EQA Manager: From Excels towards a brighter future: How to ensure quality and save time in quality assessment rounds by using EQA Manager to keep up with your EQA rounds with total visibility to the state of each round, required corrective actions and overall performance. Introduction to EQA Manager software service and how it can help your laboratory manage your EQA rounds effectively.
15:15– 15:45 Tea break
15:45 – 16:15 Snežana Jovičić (Center for Medical Biochemistry, Belgrade, Serbia)
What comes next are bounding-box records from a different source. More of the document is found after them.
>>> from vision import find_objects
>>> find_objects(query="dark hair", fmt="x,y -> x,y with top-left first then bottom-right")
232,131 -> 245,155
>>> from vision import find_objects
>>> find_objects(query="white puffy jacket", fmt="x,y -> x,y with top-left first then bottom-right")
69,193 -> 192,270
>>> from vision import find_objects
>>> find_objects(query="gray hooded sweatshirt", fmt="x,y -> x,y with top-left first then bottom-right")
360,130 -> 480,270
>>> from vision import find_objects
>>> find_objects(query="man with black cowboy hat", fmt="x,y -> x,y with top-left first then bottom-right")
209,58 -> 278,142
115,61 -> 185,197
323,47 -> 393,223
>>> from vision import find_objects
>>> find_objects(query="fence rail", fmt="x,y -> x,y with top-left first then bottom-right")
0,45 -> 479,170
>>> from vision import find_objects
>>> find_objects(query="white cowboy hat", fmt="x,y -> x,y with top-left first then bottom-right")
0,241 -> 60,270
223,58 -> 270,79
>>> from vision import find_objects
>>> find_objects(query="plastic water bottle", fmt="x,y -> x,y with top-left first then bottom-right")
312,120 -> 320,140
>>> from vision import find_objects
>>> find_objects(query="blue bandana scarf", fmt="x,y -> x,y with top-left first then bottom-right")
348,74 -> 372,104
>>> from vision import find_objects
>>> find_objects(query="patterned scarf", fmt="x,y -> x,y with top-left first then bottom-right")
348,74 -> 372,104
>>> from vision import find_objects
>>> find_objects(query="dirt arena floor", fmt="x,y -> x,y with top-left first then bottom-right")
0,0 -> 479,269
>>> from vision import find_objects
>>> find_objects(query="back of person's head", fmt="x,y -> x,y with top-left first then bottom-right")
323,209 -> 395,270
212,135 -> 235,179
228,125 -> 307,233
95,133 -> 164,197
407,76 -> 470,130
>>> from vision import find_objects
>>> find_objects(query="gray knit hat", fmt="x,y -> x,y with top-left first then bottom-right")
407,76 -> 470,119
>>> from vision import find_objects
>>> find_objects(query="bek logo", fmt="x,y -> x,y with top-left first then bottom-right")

Let’s get practical. The quality evaluation of smartphone applications for laboratory medicine was performed by an EFLM working group. Their conclusions were devastating: apps designed for patients, are of the poorest quality, considering the total quality of the content and information they provide, estimated using the MARS tool. This estimation needs to be validated for laboratory medicine apps, and eventually modified after consideration of specific quality benchmarks. However this trend is unstoppable …. so how to deal with these quality issues?
16:15 – 16:30
Let’s get practical once more, pending
The story of the APS chart enabling the calculation within the medical laboratory of APS (Analytical Performance Specifications, see the summary of the conference of 2018 for details). Ina Mathilde Kjaer is working on her PhD thesis under the supervision of Ivan Brandslund. At the 2018 edition of the Quality in the spotlight meeting in Antwerp she presented an energetic lecture on how the principle of biological variation and error budgeting was put into the practice of medical diagnostics. She showed us a flow chart that was introduced on the medical wards. Now, after two years we would like to now the status of this project. Did it die or did it survive? Can one use this cart also in POCT situations?
16:30 – 16:45 Conference statement
Based upon an historical overview of POCT developments especially with regard to quality. What are the analytical, logistical and financial desired specifications?